Esos cambios de sentido y el envejecimiento de las palabras son los que aconsejan que muchas ediciones de textos literarios del pasado vayan ilustradas con glosas, a pie de página o reunidas al final, donde se explica el significado de vocablos que han dejado de ser familiares para el lector hodierno.

Cuando allá por 1533 redactaba Juan de Valdés su Diálogo de la lengua, encontraba anticuadas o no aconsejables muchas voces que había recomendado Elio Antonio de Nebrija, a pesar de que sólo habían transcurrido treinta y nueve años de la publicación del Vocabulario del filólogo lebrijano y once de su muerte. Esa constante evolución de la lengua es la culpable de que en una conversación entre personas de distintas generaciones surjan palabras o locuciones que no son bien entendidas y precisen una aclaración. Si yo hablando con mi nieto me refiero a un anafe o cito las amonestaciones o proclamas matrimoniales es posible que no me entienda pues el primero es un utensilio que nunca ha visto porque ya no se usa (al menos en nuestra cultura) y las segundas, aunque no han sido suprimidas en el actual Código de Derecho Canónico, en la práctica han dejado de ser anunciadas (supongo que por la protección de datos personales). Son vivencias que no tiene (aunque se pueden compensar con la lectura). Por el contrario él utiliza un largo bagaje de palabras relacionadas con la informática y la jerga juvenil que me suenan a chino.
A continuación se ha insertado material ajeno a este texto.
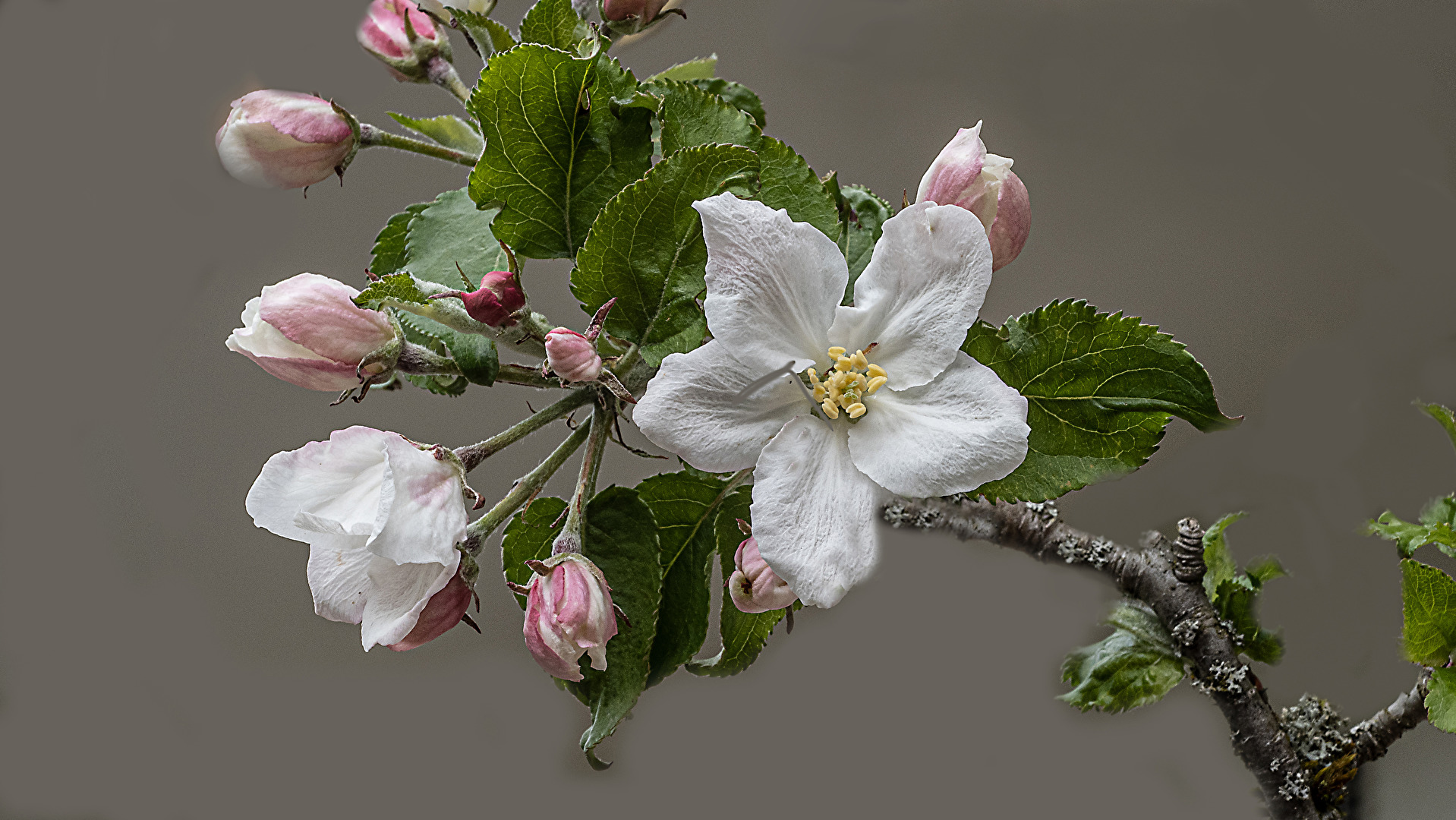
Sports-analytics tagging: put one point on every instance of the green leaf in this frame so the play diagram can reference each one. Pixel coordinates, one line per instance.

Cuando yo rondaba los veinte viví un tiempo en un anejo de San Roque junto al río Guadiaro. Allí conocí un día a un señor mayor dueño de un cortijillo en la sierra llamado El Sauzal. Tanto él como su familia, excelentes personas con un sentido muy particular de la justicia y que utilizaban un lenguaje arcaico, apenas acudían al pueblo y parecían salidos de un drama de Calderón. En nuestro primer encuentro, cuando llevábamos un rato hablando, me espetó: “Y ¿cuál es su gracia?”. Quedé perplejo pensando: “Este hombre me considera un malasombra o espera que le cuente un chiste”. Pues aunque según el diccionario una de las acepciones de la palabra gracia es “nombre de pila” nunca hasta entonces había oído, ni leído, tal expresión. Por suerte uno que conocía su jerga acudió al quite aclarándome: “Pregunta cómo te llamas”.

Y es que con la lengua nunca se termina de aprender.